So you want to be an ecotherapist?
Awesome! Welcome! I am always delighted to welcome folks into this work and am so excited by the growing interest in it. People reach out to me frequently asking questions about ecotherapy. I love and am inspired by these conversation, and I’m finding I have similar conversations often. Thus, a few blog posts covering my most common conversational themes.
In the broadest sense, I see ecotherapy/nature based therapy as tapping into and bringing back to awareness a human relationship with the earth that has existed for all of human history. I believe this relationship is integral to well-being for humans and the earth. I am no expert in this work, particularly coming from a settler/colonial culture whose own ancestral relationship with the land was severed more years ago than I can trace. Nor is this work only possible from a therapeutic lens–there are countless people, traditions, cultures, and practices engaged in such work.
But I happen to be a therapist, as I assume you are if you’re reading this. So this particular conversation is about exploring and experimenting with how to ethically expand the traditional clinical model to include relationship with the earth as a critical part of human and planetary well-being. I have so much to learn and the longer I do this, the more questions I have. So I am not writing this as a master of anything, simply a learning practitioner. But I do have more practice at integrating the human relationship with the natural world into therapy than many in the clinical community. So here’s what I can feel confident offering at this point in my own explorations. I can share a handful of values that seem critical to this work, some logistical considerations, and some encouragement. If you’re looking for specific books, trainings, interventions, etc., there are so many great options. An internet search will turn up several! Set aside some time to browse and see what resonates for you. If you have a passion for these ideas and a deep belief that well-being has to include all residents of the planet, not just human ones, you will find your way!
PS–You probably noticed this is not a very linear or detailed response to how to be an ecotherapist. It is not a linear field–it is one built on relationship, systems, and cycles. I think finding our way into ecotherapy, and then practicing and living it, has much the same shape. If you’re reading this, you’re already well down this path, and I’m quite certain it has not been a flat, straight, paved one! Keep on going, even when the next step feels confusing or nebulous. When in doubt, it always helps to go for a walk, to look up at the night sky, to wonder what your favorite tree might know, or to simply breathe in some fresh air.

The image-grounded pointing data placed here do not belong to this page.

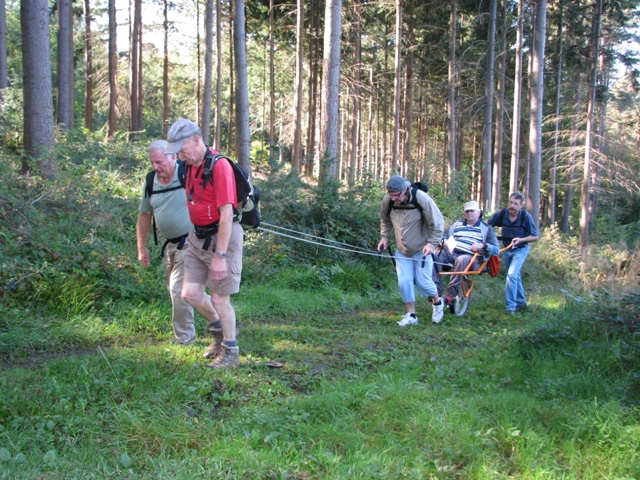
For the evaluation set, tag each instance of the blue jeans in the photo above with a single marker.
(514, 290)
(410, 269)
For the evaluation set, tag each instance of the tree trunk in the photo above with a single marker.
(165, 69)
(65, 65)
(205, 120)
(355, 127)
(329, 123)
(37, 91)
(113, 70)
(272, 84)
(496, 181)
(408, 110)
(517, 104)
(451, 103)
(488, 109)
(605, 67)
(4, 72)
(88, 87)
(296, 157)
(314, 66)
(217, 135)
(397, 88)
(556, 129)
(536, 109)
(593, 77)
(242, 89)
(231, 144)
(568, 194)
(134, 79)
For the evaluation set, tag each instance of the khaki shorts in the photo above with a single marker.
(197, 261)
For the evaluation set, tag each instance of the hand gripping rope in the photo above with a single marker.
(327, 242)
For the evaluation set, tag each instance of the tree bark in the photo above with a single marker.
(408, 109)
(243, 153)
(517, 104)
(355, 127)
(593, 77)
(296, 157)
(88, 48)
(536, 109)
(451, 80)
(4, 72)
(329, 123)
(218, 127)
(39, 136)
(272, 84)
(165, 69)
(113, 70)
(556, 128)
(134, 79)
(488, 109)
(205, 120)
(397, 88)
(65, 65)
(496, 183)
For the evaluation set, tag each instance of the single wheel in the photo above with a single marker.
(460, 303)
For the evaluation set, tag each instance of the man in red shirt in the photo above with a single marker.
(214, 259)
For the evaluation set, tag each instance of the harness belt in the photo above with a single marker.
(208, 231)
(179, 240)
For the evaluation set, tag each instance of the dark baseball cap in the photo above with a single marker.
(397, 183)
(178, 133)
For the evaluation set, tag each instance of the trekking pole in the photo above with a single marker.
(393, 260)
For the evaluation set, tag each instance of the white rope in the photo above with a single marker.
(351, 249)
(313, 236)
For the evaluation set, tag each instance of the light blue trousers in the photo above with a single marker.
(410, 269)
(514, 290)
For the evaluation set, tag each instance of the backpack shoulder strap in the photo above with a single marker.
(182, 173)
(149, 183)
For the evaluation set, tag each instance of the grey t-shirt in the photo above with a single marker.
(169, 208)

Quick note–English is a very limiting language to describe anything related to the natural world and meaningful relationship, so it is no surprise that ecotherapy and nature based therapy are terms that unfortunately mirror those limitations. (For example, ‘nature’ is in itself a problematic word as it implies that humans are separate from nature.) Since English is the only language I know, though, and the one you are seeking information in, we will do our best to communicate within the limitations of our shared language.